中学校の英語の教科書を数種類並べて分析し始めた途端、思わず「これはおもしろい!」と叫んでしまいました。文法・構文だけでなく、会話力を育成しようという教材開発者の意図が見えます。以前だと文法や構文を限られた語彙で教え込もうとして、不自然な英語表現が目立っていました。
しかし今の教科書には子供が興味を示しそうなトピックが数多く盛り込まれています。
例えば、ある出版社の中1の教科書では「千と千尋の神隠し」を、英語で “Spirited Away”と紹介しています。
これまでの常識では考えられないくらい難しい単語です。
また2年生の教科書には “That’s the spirit.”(その調子!)という表現も出てきます。一般の英会話教材でもなかなか出てきません。
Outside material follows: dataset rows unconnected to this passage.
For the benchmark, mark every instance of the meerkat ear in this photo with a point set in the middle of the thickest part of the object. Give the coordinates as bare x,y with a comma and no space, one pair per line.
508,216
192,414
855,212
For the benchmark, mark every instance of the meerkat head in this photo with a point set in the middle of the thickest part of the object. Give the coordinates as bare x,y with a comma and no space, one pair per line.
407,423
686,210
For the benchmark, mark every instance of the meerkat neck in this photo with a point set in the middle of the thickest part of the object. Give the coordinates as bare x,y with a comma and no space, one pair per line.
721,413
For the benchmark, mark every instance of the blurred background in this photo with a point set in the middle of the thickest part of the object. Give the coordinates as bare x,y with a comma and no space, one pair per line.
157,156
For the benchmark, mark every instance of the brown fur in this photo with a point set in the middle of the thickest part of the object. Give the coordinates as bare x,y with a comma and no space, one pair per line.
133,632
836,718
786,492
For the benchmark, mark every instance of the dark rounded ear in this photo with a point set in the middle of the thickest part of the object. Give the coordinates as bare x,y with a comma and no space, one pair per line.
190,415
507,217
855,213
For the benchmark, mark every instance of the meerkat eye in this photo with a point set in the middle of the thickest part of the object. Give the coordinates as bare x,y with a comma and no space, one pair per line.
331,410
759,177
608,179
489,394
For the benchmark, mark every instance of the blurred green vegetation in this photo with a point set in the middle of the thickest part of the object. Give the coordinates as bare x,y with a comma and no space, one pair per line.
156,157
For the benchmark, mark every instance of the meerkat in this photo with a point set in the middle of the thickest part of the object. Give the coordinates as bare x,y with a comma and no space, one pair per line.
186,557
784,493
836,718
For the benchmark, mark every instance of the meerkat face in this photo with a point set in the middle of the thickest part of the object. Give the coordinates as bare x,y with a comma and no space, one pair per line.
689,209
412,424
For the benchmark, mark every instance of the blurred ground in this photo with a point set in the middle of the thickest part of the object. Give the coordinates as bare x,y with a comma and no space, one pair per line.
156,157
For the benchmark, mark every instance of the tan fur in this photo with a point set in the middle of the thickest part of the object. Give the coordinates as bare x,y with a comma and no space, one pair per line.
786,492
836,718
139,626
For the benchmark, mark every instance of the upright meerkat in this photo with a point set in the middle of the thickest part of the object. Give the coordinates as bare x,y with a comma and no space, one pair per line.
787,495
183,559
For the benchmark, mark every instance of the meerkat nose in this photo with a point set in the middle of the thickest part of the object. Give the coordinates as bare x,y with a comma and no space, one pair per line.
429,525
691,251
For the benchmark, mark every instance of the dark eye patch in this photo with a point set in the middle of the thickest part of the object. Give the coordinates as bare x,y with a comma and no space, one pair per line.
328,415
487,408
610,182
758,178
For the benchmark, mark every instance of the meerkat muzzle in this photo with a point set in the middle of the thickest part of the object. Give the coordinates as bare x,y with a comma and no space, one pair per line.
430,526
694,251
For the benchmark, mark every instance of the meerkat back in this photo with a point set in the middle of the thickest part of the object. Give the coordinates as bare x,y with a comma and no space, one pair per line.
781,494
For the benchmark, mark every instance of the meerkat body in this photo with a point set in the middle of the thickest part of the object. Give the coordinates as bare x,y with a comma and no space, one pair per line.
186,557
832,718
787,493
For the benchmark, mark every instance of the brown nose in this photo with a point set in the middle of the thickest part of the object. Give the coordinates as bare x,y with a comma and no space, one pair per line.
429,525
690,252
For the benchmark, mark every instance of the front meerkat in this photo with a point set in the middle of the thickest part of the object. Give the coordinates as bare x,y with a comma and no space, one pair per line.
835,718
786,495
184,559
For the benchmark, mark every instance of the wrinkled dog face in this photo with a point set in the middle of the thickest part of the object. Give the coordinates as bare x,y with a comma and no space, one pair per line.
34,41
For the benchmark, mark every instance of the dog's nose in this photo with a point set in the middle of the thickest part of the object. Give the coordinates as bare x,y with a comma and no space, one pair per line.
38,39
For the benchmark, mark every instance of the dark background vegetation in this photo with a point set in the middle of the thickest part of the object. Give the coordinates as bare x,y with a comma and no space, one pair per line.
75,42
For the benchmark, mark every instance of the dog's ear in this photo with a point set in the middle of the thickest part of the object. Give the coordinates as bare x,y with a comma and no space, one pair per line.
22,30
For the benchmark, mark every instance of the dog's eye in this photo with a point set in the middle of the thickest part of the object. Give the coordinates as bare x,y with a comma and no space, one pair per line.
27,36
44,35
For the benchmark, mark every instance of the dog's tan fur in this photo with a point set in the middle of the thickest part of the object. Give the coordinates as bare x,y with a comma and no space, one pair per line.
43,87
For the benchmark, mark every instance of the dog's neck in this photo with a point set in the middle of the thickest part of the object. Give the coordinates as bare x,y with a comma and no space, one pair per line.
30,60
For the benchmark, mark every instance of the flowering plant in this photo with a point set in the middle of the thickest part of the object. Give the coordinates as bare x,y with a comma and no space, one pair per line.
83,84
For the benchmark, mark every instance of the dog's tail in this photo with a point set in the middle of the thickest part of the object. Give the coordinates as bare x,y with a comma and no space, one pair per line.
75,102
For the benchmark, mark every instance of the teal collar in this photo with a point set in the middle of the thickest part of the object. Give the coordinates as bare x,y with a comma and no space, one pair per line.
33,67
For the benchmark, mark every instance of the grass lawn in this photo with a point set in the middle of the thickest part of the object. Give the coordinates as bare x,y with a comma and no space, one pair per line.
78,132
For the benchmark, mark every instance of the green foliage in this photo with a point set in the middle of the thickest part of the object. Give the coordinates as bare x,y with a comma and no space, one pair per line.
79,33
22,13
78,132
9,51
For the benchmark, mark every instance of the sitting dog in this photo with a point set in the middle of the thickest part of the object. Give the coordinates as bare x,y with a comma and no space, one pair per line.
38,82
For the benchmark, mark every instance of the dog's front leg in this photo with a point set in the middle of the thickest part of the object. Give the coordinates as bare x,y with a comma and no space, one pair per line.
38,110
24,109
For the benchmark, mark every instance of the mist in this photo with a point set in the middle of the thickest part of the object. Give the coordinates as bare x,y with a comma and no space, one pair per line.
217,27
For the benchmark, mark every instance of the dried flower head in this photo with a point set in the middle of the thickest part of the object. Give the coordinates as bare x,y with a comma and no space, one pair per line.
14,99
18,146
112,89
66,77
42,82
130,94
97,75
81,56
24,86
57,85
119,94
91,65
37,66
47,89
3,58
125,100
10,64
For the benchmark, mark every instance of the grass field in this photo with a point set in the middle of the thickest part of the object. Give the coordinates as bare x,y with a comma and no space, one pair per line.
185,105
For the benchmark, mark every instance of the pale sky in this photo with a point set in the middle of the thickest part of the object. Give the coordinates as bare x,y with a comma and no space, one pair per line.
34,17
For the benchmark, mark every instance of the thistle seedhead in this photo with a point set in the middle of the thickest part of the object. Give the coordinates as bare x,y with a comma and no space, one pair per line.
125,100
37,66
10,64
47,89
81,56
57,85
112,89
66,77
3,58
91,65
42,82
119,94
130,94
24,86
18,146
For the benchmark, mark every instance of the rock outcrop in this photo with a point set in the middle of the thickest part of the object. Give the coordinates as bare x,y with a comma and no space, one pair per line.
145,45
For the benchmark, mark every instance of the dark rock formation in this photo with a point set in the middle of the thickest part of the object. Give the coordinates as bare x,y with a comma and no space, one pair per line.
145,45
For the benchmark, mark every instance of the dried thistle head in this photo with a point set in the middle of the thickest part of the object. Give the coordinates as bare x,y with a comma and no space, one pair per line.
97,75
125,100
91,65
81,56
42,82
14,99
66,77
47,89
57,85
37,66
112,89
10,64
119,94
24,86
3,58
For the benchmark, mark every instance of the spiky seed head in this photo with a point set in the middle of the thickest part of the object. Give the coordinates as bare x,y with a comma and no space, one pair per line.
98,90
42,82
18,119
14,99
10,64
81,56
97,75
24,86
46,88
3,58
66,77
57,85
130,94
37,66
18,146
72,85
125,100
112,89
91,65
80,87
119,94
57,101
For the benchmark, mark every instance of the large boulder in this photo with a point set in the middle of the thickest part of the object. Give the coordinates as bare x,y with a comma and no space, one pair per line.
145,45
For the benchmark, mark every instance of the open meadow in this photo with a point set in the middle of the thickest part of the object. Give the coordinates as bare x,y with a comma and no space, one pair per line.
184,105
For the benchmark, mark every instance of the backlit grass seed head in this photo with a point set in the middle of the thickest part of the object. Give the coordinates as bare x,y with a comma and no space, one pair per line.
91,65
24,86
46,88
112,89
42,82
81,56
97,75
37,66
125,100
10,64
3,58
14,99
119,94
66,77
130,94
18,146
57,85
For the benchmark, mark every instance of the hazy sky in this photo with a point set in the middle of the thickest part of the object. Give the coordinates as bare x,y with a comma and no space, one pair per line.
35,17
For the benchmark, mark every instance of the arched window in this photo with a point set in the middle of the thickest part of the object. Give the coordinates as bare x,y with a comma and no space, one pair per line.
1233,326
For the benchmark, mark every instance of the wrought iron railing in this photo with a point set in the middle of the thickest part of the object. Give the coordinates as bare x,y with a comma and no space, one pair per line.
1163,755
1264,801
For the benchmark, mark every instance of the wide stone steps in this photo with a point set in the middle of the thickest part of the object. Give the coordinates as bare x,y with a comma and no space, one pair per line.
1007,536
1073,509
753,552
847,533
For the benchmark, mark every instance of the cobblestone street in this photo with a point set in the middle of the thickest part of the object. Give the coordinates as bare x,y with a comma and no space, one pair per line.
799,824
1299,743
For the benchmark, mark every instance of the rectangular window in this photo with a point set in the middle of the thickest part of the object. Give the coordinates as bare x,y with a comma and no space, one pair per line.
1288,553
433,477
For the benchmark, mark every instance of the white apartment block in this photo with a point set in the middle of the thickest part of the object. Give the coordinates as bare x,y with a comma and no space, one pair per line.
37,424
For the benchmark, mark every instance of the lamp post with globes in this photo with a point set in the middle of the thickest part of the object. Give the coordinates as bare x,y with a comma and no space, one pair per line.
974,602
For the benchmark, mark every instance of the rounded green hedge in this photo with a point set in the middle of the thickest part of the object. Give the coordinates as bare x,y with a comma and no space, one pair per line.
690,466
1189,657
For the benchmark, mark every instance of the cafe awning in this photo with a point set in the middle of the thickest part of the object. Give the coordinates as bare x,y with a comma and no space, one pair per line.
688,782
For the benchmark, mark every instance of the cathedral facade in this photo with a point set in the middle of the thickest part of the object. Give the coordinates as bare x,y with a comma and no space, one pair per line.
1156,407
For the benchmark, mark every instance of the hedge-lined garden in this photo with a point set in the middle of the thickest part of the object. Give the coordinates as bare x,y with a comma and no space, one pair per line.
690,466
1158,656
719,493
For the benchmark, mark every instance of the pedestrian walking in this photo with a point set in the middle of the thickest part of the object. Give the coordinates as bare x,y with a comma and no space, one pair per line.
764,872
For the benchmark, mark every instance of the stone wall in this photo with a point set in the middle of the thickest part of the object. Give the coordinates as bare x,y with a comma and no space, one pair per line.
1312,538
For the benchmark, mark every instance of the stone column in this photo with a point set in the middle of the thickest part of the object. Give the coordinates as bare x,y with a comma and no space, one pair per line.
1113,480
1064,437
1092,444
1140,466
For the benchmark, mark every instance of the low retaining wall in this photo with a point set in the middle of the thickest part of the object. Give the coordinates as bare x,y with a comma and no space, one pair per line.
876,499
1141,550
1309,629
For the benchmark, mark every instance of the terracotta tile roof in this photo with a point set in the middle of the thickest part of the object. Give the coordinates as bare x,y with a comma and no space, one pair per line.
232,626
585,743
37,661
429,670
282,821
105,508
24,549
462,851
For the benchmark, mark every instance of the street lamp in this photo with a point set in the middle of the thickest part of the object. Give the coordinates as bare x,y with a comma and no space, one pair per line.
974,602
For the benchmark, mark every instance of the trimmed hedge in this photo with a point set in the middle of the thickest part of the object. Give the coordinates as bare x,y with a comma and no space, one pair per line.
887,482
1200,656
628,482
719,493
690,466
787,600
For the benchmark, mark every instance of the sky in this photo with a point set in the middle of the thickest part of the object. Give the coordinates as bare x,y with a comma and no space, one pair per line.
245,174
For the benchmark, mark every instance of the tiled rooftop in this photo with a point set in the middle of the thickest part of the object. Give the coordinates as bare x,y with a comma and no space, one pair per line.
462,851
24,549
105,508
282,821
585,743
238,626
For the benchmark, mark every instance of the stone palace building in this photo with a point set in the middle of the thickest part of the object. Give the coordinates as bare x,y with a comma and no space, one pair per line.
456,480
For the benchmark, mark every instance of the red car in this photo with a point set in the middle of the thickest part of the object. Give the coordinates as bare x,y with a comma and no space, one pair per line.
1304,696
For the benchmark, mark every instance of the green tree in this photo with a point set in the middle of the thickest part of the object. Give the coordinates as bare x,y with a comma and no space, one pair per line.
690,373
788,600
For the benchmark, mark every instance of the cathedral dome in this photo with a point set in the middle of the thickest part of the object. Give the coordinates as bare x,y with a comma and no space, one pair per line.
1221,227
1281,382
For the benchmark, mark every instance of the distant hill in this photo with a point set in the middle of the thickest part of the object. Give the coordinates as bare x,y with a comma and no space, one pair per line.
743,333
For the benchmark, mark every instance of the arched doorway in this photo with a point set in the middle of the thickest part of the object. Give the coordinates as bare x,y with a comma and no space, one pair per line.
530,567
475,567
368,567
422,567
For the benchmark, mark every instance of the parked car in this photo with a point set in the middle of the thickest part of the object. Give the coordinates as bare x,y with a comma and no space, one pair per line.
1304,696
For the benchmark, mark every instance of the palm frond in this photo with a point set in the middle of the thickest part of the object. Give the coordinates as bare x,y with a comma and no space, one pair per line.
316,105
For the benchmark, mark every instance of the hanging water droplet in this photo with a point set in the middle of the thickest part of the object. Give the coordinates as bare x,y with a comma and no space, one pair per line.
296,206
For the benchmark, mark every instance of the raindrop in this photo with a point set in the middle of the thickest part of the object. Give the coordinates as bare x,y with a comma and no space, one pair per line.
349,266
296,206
会話の自然な流れを重視した結果でしょう。さらに英語を使った活動のためのtaskも用意してあり、英語のコミュニケーション能力がつきそうな感じがします。
ただ、中学英語教材の唯一の弱点は、ボリュームがないことです。
英語教育を重視する一部の私立中学校で使用している英語の教材 “Progress in English” と比較すると、分量は4分の1程度。本物の英語力を身につけるにはあまりにも薄っぺらな教材と言わざるを得ません。